Our lives are busy–but I don’t know of anyone who doesn’t have a full life. Life is made of doing. For all of us, there are demands on our time, an inner pressure to perform, constant need.
Sometimes I am overwhelmed by the breadth of it. One small and needy person is just not adequate.
In spite of my best efforts, there will be the burned birthday cakes.
I don’t like to acknowledge this, like to imagine that I will be able to get it just right: best-selling books, perfect relationships, no one hurt ever, many people led to the Lord.
Too bad it is so easy to see the regrets and disappointments of every older person I know.
Too bad I grew up with a father who comments–very logically–every now and then, “It’s easy for us to see the mistakes others are making that they don’t see, so you know we must be making them, too.”
Comments like that are a bit dampening to blissful self-illusion.
In the morning after the burned birthday cakes, we went to church. Dad preached.
“There’s one thing I’ve learned as I’ve got older,” he said. “I’ve learned that instead of trying to fix the problem, if I wait on God, He’ll fix it in ways I never could.
“His Spirit is on duty twenty-four hours a day, not just when we’re there. He can reach places we could never go. So often we limit Him.
“Don’t you think He is disappointed that we come to Him last?”

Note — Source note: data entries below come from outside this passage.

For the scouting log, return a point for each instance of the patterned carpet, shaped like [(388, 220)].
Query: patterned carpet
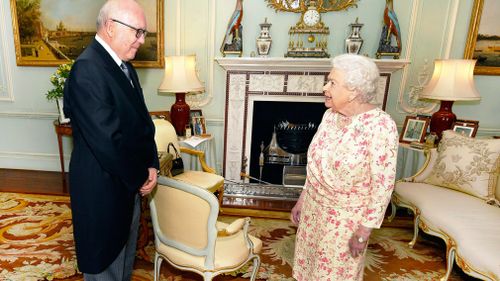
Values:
[(36, 243)]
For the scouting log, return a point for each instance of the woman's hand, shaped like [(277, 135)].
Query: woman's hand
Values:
[(297, 209), (359, 240)]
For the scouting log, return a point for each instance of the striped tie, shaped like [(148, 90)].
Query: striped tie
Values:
[(125, 70)]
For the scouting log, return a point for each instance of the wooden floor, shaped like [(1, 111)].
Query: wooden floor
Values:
[(44, 182)]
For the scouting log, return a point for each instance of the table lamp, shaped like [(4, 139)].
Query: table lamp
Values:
[(452, 80), (180, 78)]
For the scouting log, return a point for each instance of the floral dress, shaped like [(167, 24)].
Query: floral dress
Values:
[(350, 177)]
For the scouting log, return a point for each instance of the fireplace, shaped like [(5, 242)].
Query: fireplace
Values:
[(280, 135), (261, 92)]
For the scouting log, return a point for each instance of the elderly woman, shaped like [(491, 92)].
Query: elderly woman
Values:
[(351, 166)]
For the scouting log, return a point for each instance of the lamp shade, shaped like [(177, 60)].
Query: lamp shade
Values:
[(180, 75), (452, 80)]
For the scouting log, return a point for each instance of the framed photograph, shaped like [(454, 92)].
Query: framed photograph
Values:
[(199, 127), (194, 113), (466, 127), (414, 129), (483, 40), (52, 32)]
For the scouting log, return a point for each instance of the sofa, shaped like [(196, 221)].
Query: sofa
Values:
[(455, 196)]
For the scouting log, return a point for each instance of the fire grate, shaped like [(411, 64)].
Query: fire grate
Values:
[(261, 191)]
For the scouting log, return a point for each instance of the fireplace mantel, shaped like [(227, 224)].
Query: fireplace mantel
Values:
[(297, 64), (250, 79)]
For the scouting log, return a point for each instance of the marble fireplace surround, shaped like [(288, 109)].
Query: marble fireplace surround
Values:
[(272, 79)]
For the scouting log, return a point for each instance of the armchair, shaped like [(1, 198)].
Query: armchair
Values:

And sitting in the audience on one of the varnished wooden benches, facing the bare platform at the front of the church, with only a pulpit and a blackboard and a small man standing behind the pulpit, I wondered why I hadn’t thought of that sooner.
Why do I struggle and fret, trying to figure out the answers and not being able to? Why do I cry for people over whom I have no control? Why do I worry about my book, wonder about the lost time, clutch anxiety about the future, when God–the great powerful God of the universe–wants me to ask?

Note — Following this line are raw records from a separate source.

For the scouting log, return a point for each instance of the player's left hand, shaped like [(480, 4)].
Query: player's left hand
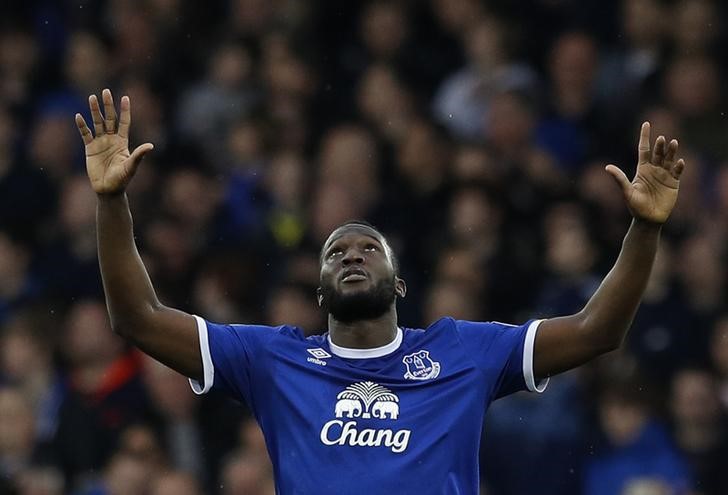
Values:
[(652, 193)]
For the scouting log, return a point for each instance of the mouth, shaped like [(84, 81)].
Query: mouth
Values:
[(353, 275)]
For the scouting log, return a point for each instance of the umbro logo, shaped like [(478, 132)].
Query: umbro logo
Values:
[(318, 355)]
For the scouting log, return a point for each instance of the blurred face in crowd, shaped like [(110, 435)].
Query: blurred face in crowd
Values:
[(17, 425), (293, 304), (13, 264), (450, 298), (84, 76), (384, 28), (719, 347), (175, 483), (573, 62), (692, 86), (697, 25), (639, 32), (621, 418), (89, 338), (21, 352), (358, 279), (484, 44), (569, 248), (694, 398)]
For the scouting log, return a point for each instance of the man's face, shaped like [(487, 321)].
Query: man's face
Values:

The solution is so simple I missed it.
So basic.
So foreign and new and astounding and beautiful.
Sitting downstairs in the church basement afterward, eating the casseroles and Jell-O salads the church people had brought, I looked down the folding table at Dad and Mom.

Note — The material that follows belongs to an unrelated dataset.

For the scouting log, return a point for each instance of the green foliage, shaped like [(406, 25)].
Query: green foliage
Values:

His face is all head and bone, not a lot extra, the eyes set deep in his head. Mom’s hair soft, dark and graying. She has looked tired lately. There is so much going on.
And I thought, Maybe in thirty years, I will have what they have. That stability like roots fifty miles down. Such quiet confidence. Such dependence on God.
In thirty years, I will have that too.
Today, I will ask.
Such a good post Luci! I needed this. I have some big questions right now about people I love. I realize I need to just lay them down at the feet of Jesus, trusting Him to be in control. It is so much easier said than done!
I really like this post. Lucinda, you’ve reminded me again of what is wrong in my life and what I need to do to fix it. Why, indeed, don’t I ask first? I’m sure God is disappointed that I don’t trust him, don’t reach for him first. But today is a new day, a new opportunity to embrace the One who is all in all, everything that I need and ever will need. Thank you for the reminder!
Love this. Much love to u!
I would like to eat a sunday potluck in that basement again sometime and visit the sheldon people again sometime. Those memories from child hood are precious to me..
Come back and visit…
I’m dreading turning 40 next year – but this is what gives me hope – of finding the truth that your dad has found. Of having years of experience of seeing God work and knowing that He is trust-worthy.
Thanks so much for the reminder.
(And I’d like to hear more about your book.)
Gina
I will definitely be talking more about my book in the future, Gina. Right now I am working through the editing process.